15. A method of engineering proteins performed by a computing system comprising a processor executing instructions stored in a non-transitory computer-readable medium, the method comprising:

storing a plurality of full length mutant protein sequences, each full length mutant protein sequence comprising a string representing an amino acid sequence;

storing a plurality of characteristic data sets, wherein each characteristic data set has an associated full length mutant protein sequence from the plurality of full length mutant protein sequences and wherein the characteristic data set includes data from assays done with a protein of the associated full length mutant protein sequence;

receiving a protein identifier and protein functional data;

matching the protein identifier to one or more full length mutant protein sequences stored in the database;

generating an AI training set with the matching full length mutant protein sequences;

training a machine learning model using the AI training dataset;

employing the machine learning model to design one or more synthetic protein sequences and calculate each synthetic proteins predicted functional data; and

outputting the one or more synthetic protein sequences and predicted functional data.

16. The method of claim 15, wherein the data from assays comprises one or more of experimental assay type, numerical value obtained for the assay, units associated with the numerical value, and derived values dependent on other experimental values.

17. The method of claim 15, wherein the machine learning model comprises one or more of a neural network, genetic algorithm, decision tree, gradient boosting, and support vector machines.

18. The method of claim 15, wherein matching comprises comparing the full length protein sequence of the protein identifier to the full length mutant protein sequences in the database and returning a match when the sequences are at least 20%, 30%, 40%, 50%, 60%, 70%, 80%, 90%, 95%, or more than 99% similar.

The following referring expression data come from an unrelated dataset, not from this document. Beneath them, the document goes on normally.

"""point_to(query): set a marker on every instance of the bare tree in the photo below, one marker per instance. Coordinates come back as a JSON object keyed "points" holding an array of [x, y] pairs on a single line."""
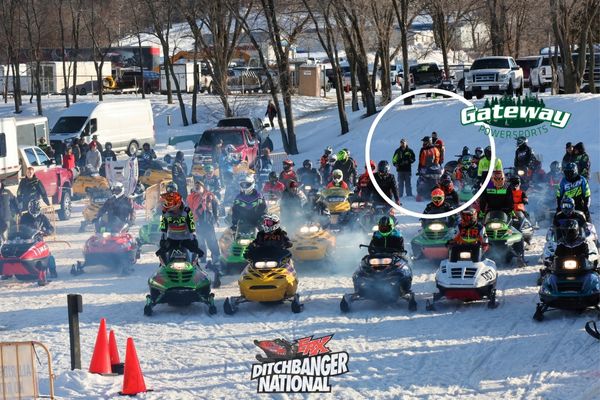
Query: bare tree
{"points": [[321, 14]]}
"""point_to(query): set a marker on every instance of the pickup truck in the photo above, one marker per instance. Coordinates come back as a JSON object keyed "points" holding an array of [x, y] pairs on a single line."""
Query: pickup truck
{"points": [[493, 75]]}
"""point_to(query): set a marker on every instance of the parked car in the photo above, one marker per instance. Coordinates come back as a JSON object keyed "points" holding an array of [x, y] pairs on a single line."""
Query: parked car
{"points": [[527, 64], [493, 75]]}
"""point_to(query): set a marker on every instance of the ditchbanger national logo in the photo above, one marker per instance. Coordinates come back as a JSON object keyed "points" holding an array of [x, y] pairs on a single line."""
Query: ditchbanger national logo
{"points": [[302, 366]]}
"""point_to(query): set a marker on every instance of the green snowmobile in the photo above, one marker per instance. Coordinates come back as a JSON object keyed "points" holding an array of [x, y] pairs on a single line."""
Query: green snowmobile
{"points": [[179, 283]]}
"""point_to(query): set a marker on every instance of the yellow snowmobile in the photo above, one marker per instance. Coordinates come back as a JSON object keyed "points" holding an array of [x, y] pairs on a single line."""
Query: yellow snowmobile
{"points": [[312, 243], [269, 277]]}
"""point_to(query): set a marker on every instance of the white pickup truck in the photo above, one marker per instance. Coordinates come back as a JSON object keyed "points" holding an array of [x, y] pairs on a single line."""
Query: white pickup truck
{"points": [[493, 75]]}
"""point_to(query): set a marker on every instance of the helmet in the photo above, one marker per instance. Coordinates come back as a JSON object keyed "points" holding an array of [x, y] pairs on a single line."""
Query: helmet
{"points": [[468, 217], [171, 201], [34, 208], [383, 167], [247, 184], [571, 172], [270, 223], [272, 176], [488, 152], [567, 205], [498, 178], [515, 181], [287, 164], [386, 225], [437, 197], [171, 187], [570, 231], [337, 176], [117, 189]]}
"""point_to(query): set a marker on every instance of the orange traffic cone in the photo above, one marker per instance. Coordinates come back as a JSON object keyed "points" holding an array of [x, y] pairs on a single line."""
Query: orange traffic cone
{"points": [[115, 361], [101, 358], [133, 380]]}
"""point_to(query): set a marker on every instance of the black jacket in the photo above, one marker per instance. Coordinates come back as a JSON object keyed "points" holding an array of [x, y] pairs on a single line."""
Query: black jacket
{"points": [[31, 189], [403, 159], [387, 183]]}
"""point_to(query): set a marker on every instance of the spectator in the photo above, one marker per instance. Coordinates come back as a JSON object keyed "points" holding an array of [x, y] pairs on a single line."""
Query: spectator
{"points": [[271, 112], [403, 158], [31, 188]]}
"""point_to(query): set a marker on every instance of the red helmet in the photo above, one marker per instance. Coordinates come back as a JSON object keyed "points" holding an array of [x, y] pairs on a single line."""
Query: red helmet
{"points": [[437, 197]]}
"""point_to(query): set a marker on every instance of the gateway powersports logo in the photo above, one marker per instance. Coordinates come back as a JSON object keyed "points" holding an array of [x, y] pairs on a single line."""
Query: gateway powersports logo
{"points": [[522, 117], [302, 366]]}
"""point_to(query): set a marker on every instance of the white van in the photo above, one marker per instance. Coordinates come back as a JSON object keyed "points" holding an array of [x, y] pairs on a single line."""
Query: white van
{"points": [[126, 124]]}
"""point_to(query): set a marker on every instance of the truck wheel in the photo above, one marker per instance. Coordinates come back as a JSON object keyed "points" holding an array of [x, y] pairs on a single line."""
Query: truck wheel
{"points": [[132, 148], [65, 206]]}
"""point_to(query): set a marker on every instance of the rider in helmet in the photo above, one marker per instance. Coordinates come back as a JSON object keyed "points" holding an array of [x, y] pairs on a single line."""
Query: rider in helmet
{"points": [[387, 236], [469, 230], [38, 222], [337, 180], [576, 187], [288, 174], [308, 175], [249, 205], [345, 163], [177, 226], [387, 183], [447, 186], [273, 185], [438, 205], [118, 208], [270, 234]]}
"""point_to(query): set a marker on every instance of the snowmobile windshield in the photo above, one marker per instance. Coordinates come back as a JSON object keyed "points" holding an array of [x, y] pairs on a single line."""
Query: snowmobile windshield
{"points": [[490, 63], [211, 138], [68, 125]]}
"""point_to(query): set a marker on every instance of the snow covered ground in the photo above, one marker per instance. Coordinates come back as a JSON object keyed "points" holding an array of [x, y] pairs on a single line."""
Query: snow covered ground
{"points": [[458, 351]]}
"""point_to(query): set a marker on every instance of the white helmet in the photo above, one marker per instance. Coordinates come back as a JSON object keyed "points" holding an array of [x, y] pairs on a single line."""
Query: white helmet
{"points": [[270, 223], [247, 184], [117, 189]]}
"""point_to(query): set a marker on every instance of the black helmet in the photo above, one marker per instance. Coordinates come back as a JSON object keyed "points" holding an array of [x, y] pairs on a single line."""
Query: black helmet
{"points": [[571, 171], [570, 231], [385, 225], [272, 176], [488, 152], [515, 181], [383, 167]]}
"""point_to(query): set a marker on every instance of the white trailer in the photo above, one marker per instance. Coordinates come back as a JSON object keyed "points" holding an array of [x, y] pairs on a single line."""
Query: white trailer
{"points": [[52, 77]]}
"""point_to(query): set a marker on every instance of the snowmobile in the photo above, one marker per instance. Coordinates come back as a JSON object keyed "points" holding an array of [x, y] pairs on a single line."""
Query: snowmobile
{"points": [[430, 242], [112, 246], [88, 179], [312, 243], [150, 232], [572, 283], [179, 283], [382, 276], [465, 275], [233, 244], [96, 199], [25, 255], [269, 277], [428, 178], [505, 241]]}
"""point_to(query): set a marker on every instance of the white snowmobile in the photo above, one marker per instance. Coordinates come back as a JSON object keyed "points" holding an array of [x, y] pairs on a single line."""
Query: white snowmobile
{"points": [[466, 275]]}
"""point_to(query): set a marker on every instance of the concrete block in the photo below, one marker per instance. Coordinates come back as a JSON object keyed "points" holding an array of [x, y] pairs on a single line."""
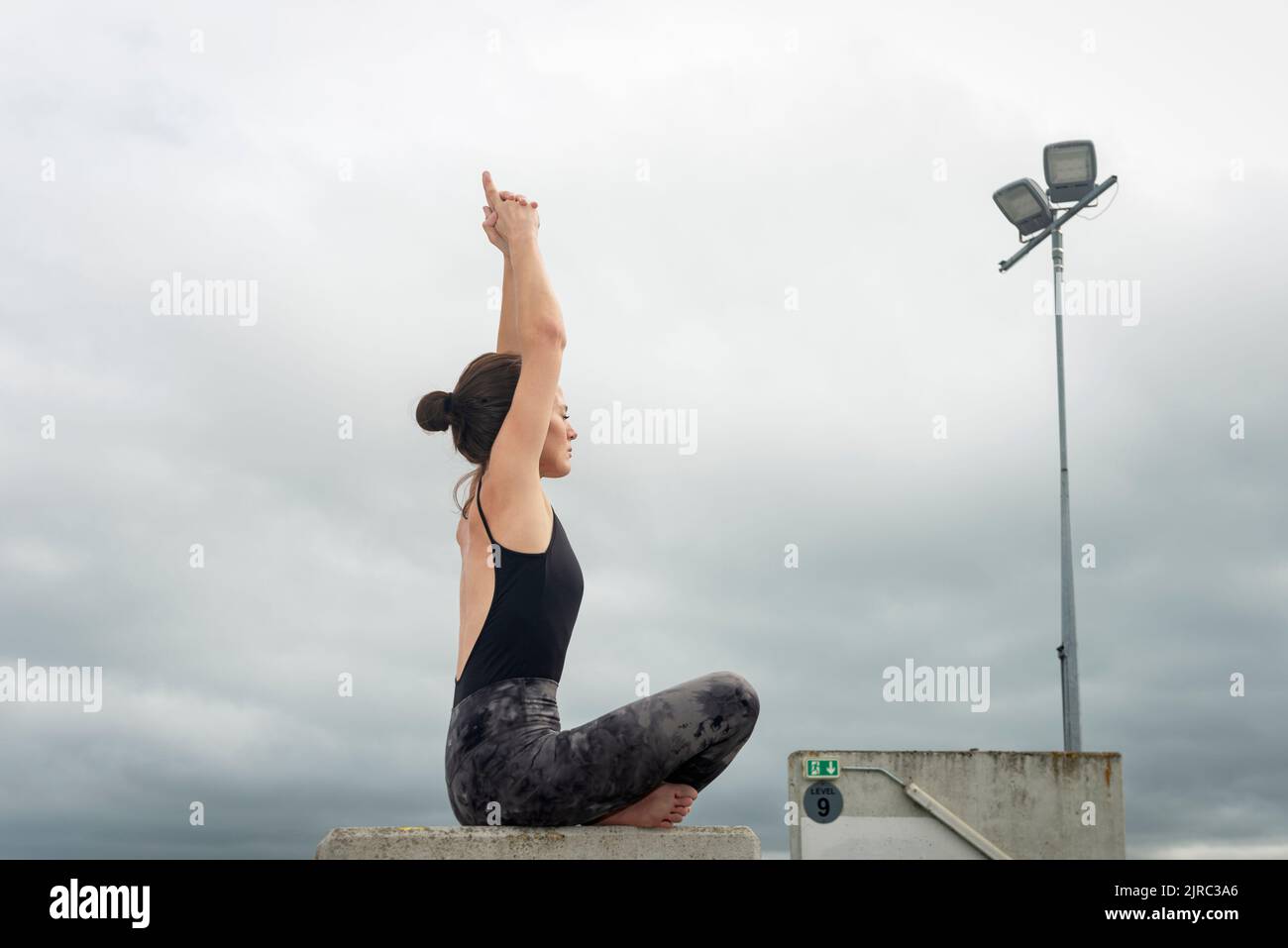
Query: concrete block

19. The method of claim 15, wherein the characteristic data set, the protein functional data, or both comprises one or more of the following: Activity, Catalytic efficiency (kcat/Km), Catalytic rate constant (kcat), Count/Number, EC50, Energy, Enrichment, Epistasis, Fitness, IC50, Inhibition constant (Ki), Maximal rate (Vmax), Michaelis constant (Km), Relative activity, Specific activity, Association constant (Ka), Binding affinity, Count/Number, Dissociation constant (Kd), ELISA, Energy, Enrichment, Enthalpy of binding (ΔH), Entropy of binding (ΔS), Epistasis, Fitness, Frequency of occurrence, Gibbs free energy of binding (ΔG), Inhibition constant (Ki), Rate constant of association (kon), Rate constant of dissociation (koff), Concentration, Energy, Enrichment, Frequency of occurrence, Minimum inhibitory concentration (MIC), Yield, Antimicrobial resistance, Energy, Enrichment, Frequency of occurrence, Optical density (OD), Bioavailability, EC50, Half-life (t1/2), IC50, Immunogenicity, Toxicity, Concentration, Energy, Fractional increase in solubility, Insoluble fraction, Oligomerization state, Soluble fraction, Energy, Frequency of occurrence, Relative activity, Relative affinity, Relative kcat, Relative kcat/Km, Relative Kd, Brightness, Emission wavelength (λem), Energy, Excitation wavelength (λex), Extinction coefficient, Fluorescence intensity, Maturation half-time, Photobleaching half-time, pKa, Quantum yield, Constant pressure heat capacity of unfolding (ΔCp), Count/Number, Denaturant concentration at midpoint of unfolding transition (Cm), Energy, Enthalpy of unfolding (ΔH), Entropy of unfolding (ΔS), Equilibrium constant (K), Gibbs free energy of folding/unfolding (ΔG), Melting temperature (Tm), Rate of folding (kF), Rate of unfolding (kU), Slope of chevron plot (m), Slope of the denaturant unfolding curve/cooperativity value (m), Temperature of maximum stability, Thermal tolerance, ß-Tanford value, and Φ-value.